Im Anschluss erklärte Helmut Lachenmann, dass er seinem Verlag mindestens zwei Jahre lang nicht erlaubt habe, „Ein Kinderspiel“ zu veröffentlichen, da es ihm zu banal erschienen sei. Es ist keine Musik, die ich mir ständig anhören wollen würde, dafür fehlen mir einfach die vertrauten schönen Klänge, die gerade durch ein Klavier erzeugt werden können, aber ich fand sie sehr interessant und beeindruckend.

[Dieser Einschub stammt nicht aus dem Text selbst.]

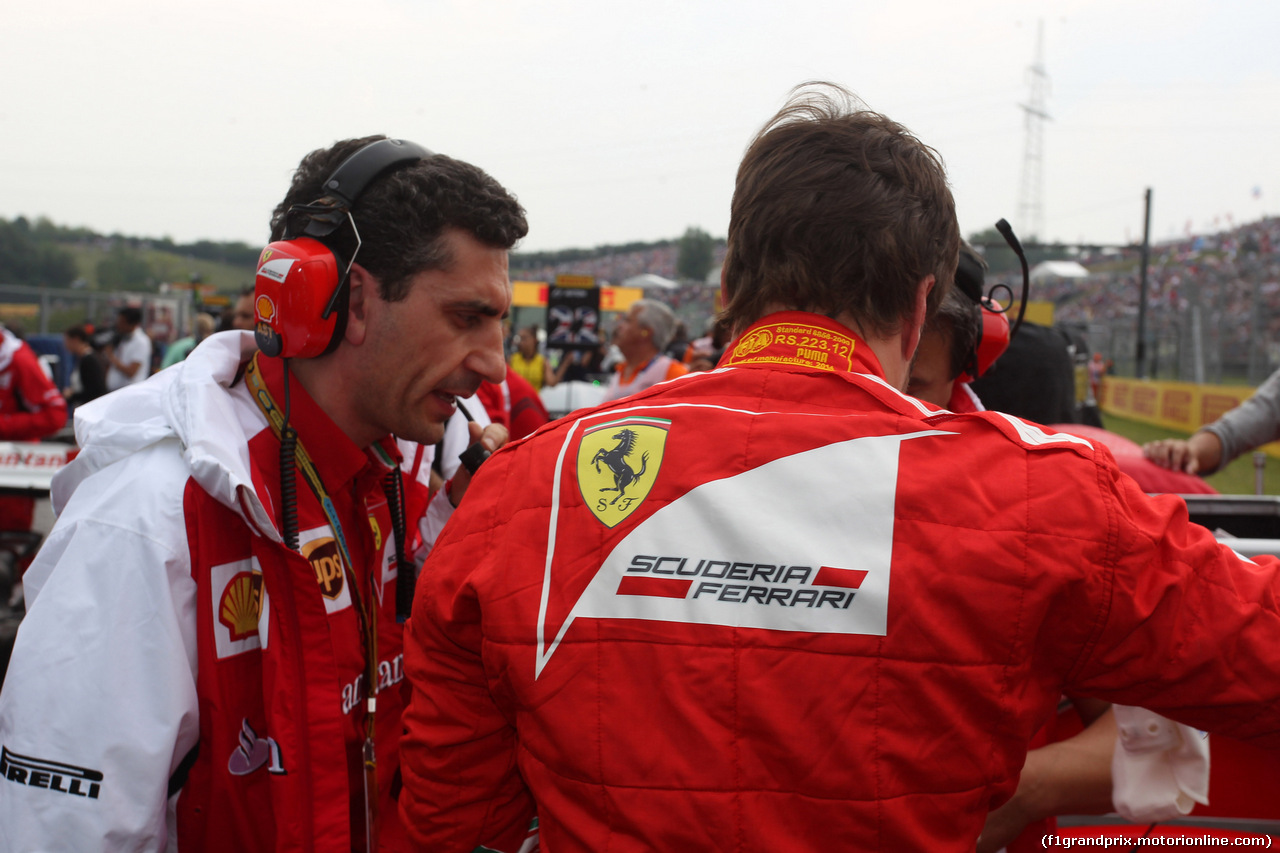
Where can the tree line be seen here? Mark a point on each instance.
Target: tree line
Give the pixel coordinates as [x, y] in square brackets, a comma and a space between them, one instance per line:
[36, 254]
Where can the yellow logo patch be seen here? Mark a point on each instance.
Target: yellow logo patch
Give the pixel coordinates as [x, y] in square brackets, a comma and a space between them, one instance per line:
[242, 605]
[617, 464]
[327, 561]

Für mich folgte vor der Pause der Höhepunkt des Abends: Gran Torso, 1970 von Helmut Lachenmann geschrieben, an diesem Mittwochabend in Emden vom jungen Furiant Quartett gespielt. Hier geht es eher um die Stille und ihre verschiedenen Arten: die erstickte Stille, die entspannte und die ausatmende Stille. Es ging nicht nur ums Hören, sondern auch ums Sehen, ums Beobachten. Im Anschluss fragte ich unseren Mitfahrer Vlad vom Furiant Quartett, ob er sich vorstellen könnte, „Gran Torso“ auf CD einzuspielen. „Durchaus!“, meinte er, aber auch er könne sich das nicht so oft anhören. Drei Monate lang habe es gebraucht, bis die vier das Stück drauf hatten, manchmal war es vermutlich zum Verzweifeln. Aber der große Meister habe mit ihnen zusammengearbeitet. Im Oktober steht beim Furiant Quartett der Master-Abschluss mit diesem Stück an.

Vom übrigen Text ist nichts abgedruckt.